A case series study of therapeutic implications of type IIIb4: a rare variant of esophageal atresia and distal tracheoesophageal fistula.

BACKGROUND

A wide spectrum of variations can occur in type IIIb esophageal atresia and distal tracheoesophageal fistula [EA-TEF] (Kluth D. Atlas of esophageal atresia. J Pediatr Surg 1976; 11 (6):901-19). The aim of this study was to evaluate the variant anatomy of subtype IIIb4 EA-TEF and its therapeutic implications.

METHODS

We performed a retrospective review of 4 patients of this variant subtype within a series of 259 esophageal atresias, managed over a study period of three years, at our institution. The diagnosis was made at thoracotomy. The overlapping upper and lower esophageal pouches, initially, gave a false impression of esophageal continuity. The long TEF coursed parallel in proximity to the upper pouch (UP) and the trachea needing meticulous dissection. The TEF measured 8-10mm in diameter and was ligated and divided high on the trachea near the thoracic inlet.
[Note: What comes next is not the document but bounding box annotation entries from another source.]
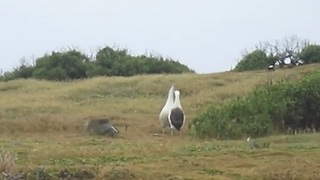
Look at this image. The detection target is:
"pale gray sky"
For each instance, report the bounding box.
[0,0,320,73]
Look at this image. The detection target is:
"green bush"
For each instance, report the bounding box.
[192,68,320,139]
[0,46,194,81]
[235,49,269,71]
[299,44,320,64]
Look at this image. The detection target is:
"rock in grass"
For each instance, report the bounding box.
[86,118,119,137]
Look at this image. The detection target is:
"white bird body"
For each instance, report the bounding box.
[168,90,186,135]
[159,85,174,134]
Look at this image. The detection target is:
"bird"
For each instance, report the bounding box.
[168,90,186,135]
[159,84,174,134]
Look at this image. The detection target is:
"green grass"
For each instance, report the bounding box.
[0,65,320,180]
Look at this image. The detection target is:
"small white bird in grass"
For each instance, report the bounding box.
[168,90,185,135]
[159,84,174,134]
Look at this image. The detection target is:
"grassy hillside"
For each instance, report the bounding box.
[0,65,320,179]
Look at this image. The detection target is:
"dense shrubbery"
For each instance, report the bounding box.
[0,47,194,81]
[234,37,320,71]
[193,67,320,139]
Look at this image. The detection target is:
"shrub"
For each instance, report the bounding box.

The patients were followed up by a contrast swallow, radioactive technetium-99m- sulfur colloid scan, echocardiography and bronchoscopy (if indicated).

RESULTS

The mean birth weight and gestational age was 2250 g and 38 weeks respectively. The mean follow up was eighteen months (range 5-42 months). An associated anorectal malformation was present in two patients while none had associated congenital heart disease. The Waterston grading was A and B in one patient each and C in two patients. All the patients had muscular UP extending up-to the level of arch of azygous vein (T(3-4)). The lower esophageal pouch (LP) and the fistula extended high, near the thoracic inlet. Tracheal injury occurred in one patient, with thin LP, warranting postoperative elective ventilation. A postoperative barium swallow did not reveal anastomotic leak or stricture in any patient. Follow-up barium swallow showed long LP extending high up in the chest, up to clavicles in all four patients and redundancy of UP in case 1. Severe gastroesophageal reflux was present in two patients. Bronchoscopy revealed tracheomalacia in case 1. Three patients were thriving well at the last follow-up. One patient died at five months of age due to aspiration pneumonia.

CONCLUSIONS

The knowledge of diagnostic and therapeutic implications of the variant subtype IIIb4 EA-TEF should be in the armamentarium of the treating surgeon to reduce pitfalls in its management.